Une contrôleuse d’un «khlong boat» sur le canal Saen Saeb. |
«Je prends le bateau parce que ça va beaucoup plus vite!», explique l’étudiante de 18 ans, avant de sauter à bord d’une de ces navettes bondées qui sillonnent le canal («khlong» en thaï) Saen Saeb.
Autour d’elle, une centaine de passagers ont trouvé là le moyen le plus rapide de gagner le centre de la mégalopole de 12 millions d’habitants. La plupart sont des étudiants ou de jeunes actifs. Les personnes âgées et familles avec enfants ne s’aventurent pas sur ces bateaux, qui aux heures de pointe ne s’arrêtent que quelques secondes aux pontons pour laisser les passagers embarquer de façon souvent acrobatique.
Femmes en hauts talons et jupes courtes sautent à bord en s’agrippant à un système de cordes artisanalement fixées au plafond de toile. Sur YouTube, entre autres films consacrés aux chutes de passagers, une vidéo intitulée «Tsunami in khlong»
(www.youtube.com/watch?v=X0JdZN5hWbE) a fait sensation. Elle montre des usagers tomber à terre submergés par une vague sur un ponton en avril.
«Ma mère ne prend jamais le bateau, elle a trop peur», rit Pam Olanthanyawat, alors que des vagues grises, provoquées par les navettes venant à contre-sens, s’écrasent sur la bâche protégeant les voyageurs sur les côtés. Celle-ci est tenue par les usagers eux-mêmes, via un système de poulies de fortune, ce qui ne les empêche pas de consulter, imperturbables, de l’autre main, leurs smartphones.
Ne levant les yeux de leurs écrans que pour régler leur ticket (moins de 20 bahts - un peu plus de 0,50 euros) au contrôleur. Celui-ci passe sa journée à faire le tour du bateau sur l’étroit bastingage, en casque de mobylette et gilet de sauvetage orange. «Pour leurs déplacements quotidiens, les habitants disposent d’un précieux allié: le très pollué Saen Saeb», salue le guide Lonely Planet.
«Même si vous n’allez pas au bureau, vous pouvez profiter des ingénieux bateaux qui sillonnent le canal de la Cité des Anges. Veillez cependant à vous protéger le visage des vagues pour éviter tout contact avec les eaux douteuses», conseille le guide consacré à Bangkok, surnommée la «Venise d’Asie».
Pam, l’étudiante en archéologie, est interloquée qu’on puisse comparer le «khlong boat» de Bangkok avec le vaporetto de Venise, système de transports en commun très utilisé par les Vénitiens, outre les touristes.
«Ça, Venise?»
«Ça, Venise?», dit Pam avec une moue de dégoût devant l’odeur fétide du canal, où se déversent des égouts et flottent de nombreux déchets. «Ma mère me raconte qu’avant, quand elle était enfant, le canal était propre», dit l’étudiante.

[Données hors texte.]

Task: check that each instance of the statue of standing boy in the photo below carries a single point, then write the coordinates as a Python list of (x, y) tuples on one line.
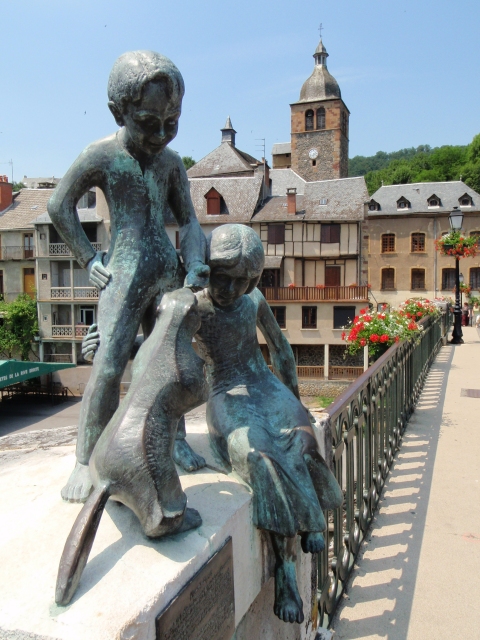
[(141, 179)]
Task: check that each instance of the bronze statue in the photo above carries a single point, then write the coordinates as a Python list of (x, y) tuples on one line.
[(132, 460), (256, 421), (141, 179)]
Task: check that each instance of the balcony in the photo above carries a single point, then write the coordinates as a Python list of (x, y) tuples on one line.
[(75, 293), (17, 253), (334, 373), (62, 249), (315, 294), (68, 331)]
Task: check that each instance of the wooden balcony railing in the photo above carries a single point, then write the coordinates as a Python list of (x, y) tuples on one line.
[(57, 357), (78, 293), (61, 249), (69, 331), (17, 253), (314, 294)]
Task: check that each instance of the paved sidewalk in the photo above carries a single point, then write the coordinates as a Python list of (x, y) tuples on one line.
[(418, 574)]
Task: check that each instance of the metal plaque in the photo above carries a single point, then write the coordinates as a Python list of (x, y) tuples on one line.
[(470, 393), (205, 608)]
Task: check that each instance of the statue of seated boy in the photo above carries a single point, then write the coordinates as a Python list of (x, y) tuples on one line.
[(256, 421), (142, 179)]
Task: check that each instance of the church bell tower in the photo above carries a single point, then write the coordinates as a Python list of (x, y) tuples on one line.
[(319, 125)]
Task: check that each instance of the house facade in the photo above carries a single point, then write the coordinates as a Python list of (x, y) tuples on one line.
[(67, 301), (403, 221), (17, 239)]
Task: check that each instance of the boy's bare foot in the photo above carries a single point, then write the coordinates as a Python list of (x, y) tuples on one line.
[(79, 485), (185, 456), (312, 542), (288, 604), (191, 520)]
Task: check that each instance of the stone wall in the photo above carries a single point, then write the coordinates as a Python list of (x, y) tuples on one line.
[(328, 388)]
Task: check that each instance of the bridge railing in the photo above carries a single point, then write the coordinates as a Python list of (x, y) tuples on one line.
[(367, 423)]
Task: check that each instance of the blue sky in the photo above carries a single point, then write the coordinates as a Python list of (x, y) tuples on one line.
[(408, 71)]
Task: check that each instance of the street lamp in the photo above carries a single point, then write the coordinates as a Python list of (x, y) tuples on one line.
[(456, 222)]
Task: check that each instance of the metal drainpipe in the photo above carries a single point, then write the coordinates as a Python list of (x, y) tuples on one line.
[(435, 259)]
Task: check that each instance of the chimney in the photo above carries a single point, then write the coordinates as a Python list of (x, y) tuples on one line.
[(6, 193), (292, 200)]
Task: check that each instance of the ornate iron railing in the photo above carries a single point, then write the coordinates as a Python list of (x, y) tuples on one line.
[(367, 423), (317, 294), (17, 253)]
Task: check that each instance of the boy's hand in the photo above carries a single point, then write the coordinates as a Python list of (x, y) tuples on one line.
[(198, 276), (97, 273), (90, 343)]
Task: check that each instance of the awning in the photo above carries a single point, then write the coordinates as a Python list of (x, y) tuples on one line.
[(13, 371), (273, 262)]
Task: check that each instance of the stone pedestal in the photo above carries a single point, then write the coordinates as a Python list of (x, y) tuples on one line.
[(129, 580)]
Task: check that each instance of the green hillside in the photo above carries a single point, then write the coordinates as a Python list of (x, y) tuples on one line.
[(421, 164)]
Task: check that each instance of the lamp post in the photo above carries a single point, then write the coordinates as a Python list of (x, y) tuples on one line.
[(456, 221)]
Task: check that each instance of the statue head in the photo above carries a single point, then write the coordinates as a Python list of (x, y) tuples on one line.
[(236, 258), (145, 92)]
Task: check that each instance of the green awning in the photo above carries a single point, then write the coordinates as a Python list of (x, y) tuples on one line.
[(13, 371)]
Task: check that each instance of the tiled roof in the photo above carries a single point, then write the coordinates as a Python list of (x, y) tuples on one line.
[(345, 199), (281, 147), (225, 159), (241, 196), (319, 86), (418, 194), (85, 215), (32, 183), (27, 206), (283, 179), (275, 209)]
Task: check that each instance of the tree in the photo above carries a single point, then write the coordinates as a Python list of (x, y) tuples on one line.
[(18, 326), (188, 162)]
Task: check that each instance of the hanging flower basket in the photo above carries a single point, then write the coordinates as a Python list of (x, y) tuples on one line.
[(456, 245)]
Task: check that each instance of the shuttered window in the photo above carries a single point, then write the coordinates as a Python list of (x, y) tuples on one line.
[(418, 278), (276, 234), (388, 278)]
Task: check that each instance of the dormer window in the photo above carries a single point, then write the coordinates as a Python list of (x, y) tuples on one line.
[(321, 118), (465, 200), (215, 203), (309, 120), (403, 203)]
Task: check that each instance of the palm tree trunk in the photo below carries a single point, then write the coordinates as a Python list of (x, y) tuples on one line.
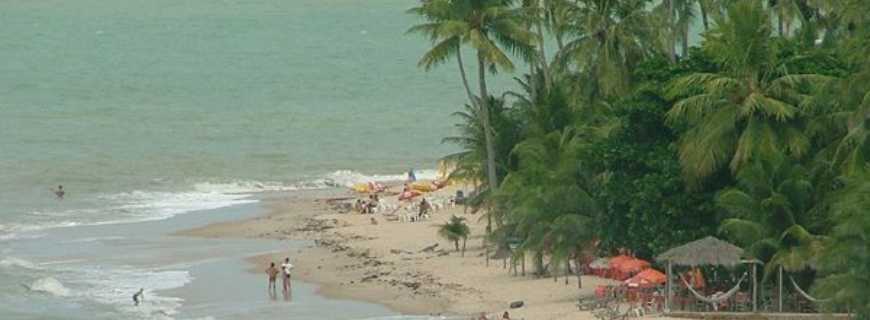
[(672, 32), (781, 24), (487, 128), (685, 36), (543, 60), (704, 18), (539, 263), (462, 73), (579, 271)]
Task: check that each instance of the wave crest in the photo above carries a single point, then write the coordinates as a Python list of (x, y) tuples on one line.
[(51, 286)]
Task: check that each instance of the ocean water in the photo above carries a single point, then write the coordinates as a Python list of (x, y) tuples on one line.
[(163, 109)]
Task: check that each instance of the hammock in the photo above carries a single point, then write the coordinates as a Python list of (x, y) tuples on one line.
[(804, 294), (716, 298)]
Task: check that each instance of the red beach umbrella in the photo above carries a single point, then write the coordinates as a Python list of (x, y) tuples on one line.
[(646, 278)]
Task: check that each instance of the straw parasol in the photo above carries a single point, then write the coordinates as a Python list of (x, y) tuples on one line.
[(708, 251)]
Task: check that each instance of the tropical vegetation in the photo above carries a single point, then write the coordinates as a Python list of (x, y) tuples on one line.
[(623, 133), (455, 230)]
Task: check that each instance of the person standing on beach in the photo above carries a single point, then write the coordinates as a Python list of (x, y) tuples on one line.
[(272, 272), (286, 267)]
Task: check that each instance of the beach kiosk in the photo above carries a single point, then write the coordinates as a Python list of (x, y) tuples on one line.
[(708, 251)]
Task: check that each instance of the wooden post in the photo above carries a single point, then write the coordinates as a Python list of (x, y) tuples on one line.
[(754, 288), (780, 288), (669, 290)]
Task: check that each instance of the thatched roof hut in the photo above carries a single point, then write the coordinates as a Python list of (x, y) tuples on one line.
[(706, 251)]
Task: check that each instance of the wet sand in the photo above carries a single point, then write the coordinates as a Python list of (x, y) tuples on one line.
[(395, 264)]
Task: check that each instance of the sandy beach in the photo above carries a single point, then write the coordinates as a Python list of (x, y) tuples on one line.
[(386, 263)]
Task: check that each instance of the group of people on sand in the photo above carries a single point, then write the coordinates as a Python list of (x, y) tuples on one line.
[(504, 316), (272, 272), (367, 206)]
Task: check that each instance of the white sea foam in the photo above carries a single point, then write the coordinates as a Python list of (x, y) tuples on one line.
[(348, 178), (127, 207), (51, 286), (9, 262), (116, 287), (243, 187), (147, 206)]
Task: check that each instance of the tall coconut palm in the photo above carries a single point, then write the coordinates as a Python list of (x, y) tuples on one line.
[(786, 13), (772, 208), (470, 161), (749, 110), (493, 28), (548, 202), (677, 16), (455, 230), (608, 38), (846, 262), (439, 17)]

Le transport sur le khlong s’est développé, au point de s’imposer comme une alternative crédible aux transports en commun terrestres. |
Bangkok est en effet parcourue de canaux. Mais, avec l’urbanisation effrénée, la plupart ont été comblés pour en faire des rues. Les autorités sont critiquées pour avoir négligé ces canaux.
Dans un récent éditorial, le Bangkok Post donnait ainsi en exemple l’aménagement du Cheonggyecheon à Séoul, s’extasiant sur le fait que les habitants y plongent leurs pieds ou viennent pique-niquer sur ses berges. «Si Séoul peut le faire, pourquoi pas Bangkok?», écrivait le journal.
À Bangkok, «tout est à améliorer, les pontons doivent être reconstruits, des lampadaires installés», critique Tawatchai Laosirihongthong, spécialiste des transports à l’université de Thonburi.
Le transport sur le khlong s’est pourtant développé, loin de tout plan d’urbanisme, au point de s’imposer comme une alternative crédible aux transports en commun terrestres.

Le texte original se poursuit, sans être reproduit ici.